Agent-based model of the impact of higher influenza vaccine efficacy on seasonal influenza burden.

01 Apr 2023
Krauland MG, Zimmerman RK, Williams KV, Raviotta JM, Harrison LH, Williams JV, Roberts MS


Current influenza vaccines have limited effectiveness. COVID-19 vaccines using mRNA technology have demonstrated very high efficacy, suggesting that mRNA vaccines could be more effective for influenza. Several such influenza vaccines are in development. FRED, an agent-based modeling platform, was used to estimate the impact of more effective influenza vaccines on seasonal influenza burden.

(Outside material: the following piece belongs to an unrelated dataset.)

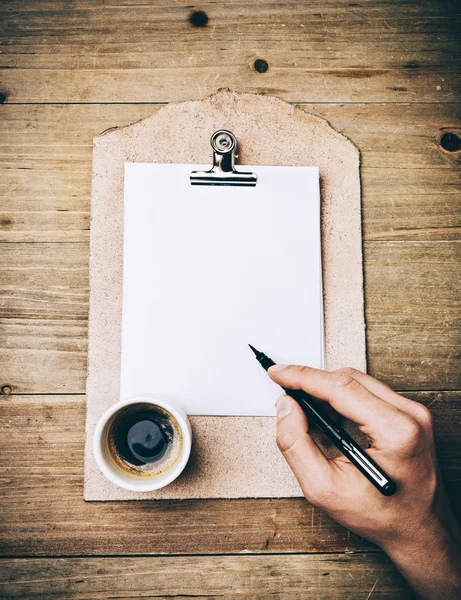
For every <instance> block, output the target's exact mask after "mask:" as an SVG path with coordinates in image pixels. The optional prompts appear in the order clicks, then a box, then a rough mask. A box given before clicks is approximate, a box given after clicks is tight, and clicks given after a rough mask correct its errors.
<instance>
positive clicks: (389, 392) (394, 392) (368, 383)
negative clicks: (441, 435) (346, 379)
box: [343, 369, 432, 426]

Simulations were performed using an agent-based model of influenza that included varying levels of vaccination efficacy (40-95 % effective). In some simulations, level of infectiousness and/or length of infectious period in agents with breakthrough infections was also decreased. Impact of increased and decreased levels of vaccine uptake were also modeled. Outcomes included number of symptomatic influenza cases estimated for the US.


Highly effective vaccines significantly reduced estimated influenza cases in the model. When vaccine efficacy was increased from 40 % to a maximum of 95 %, estimated influenza cases in the US decreased by 43 % to > 99 %. The base simulation (40 % efficacy) resulted in ∼ 28 million total yearly cases in the US, while the most effective vaccine modeled (95 % efficacy) decreased estimated cases to ∼ 22,000.


Highly effective vaccines could dramatically reduce influenza burden. Model estimates suggest that even modest increases in vaccine efficacy could dramatically reduce seasonal influenza disease burden.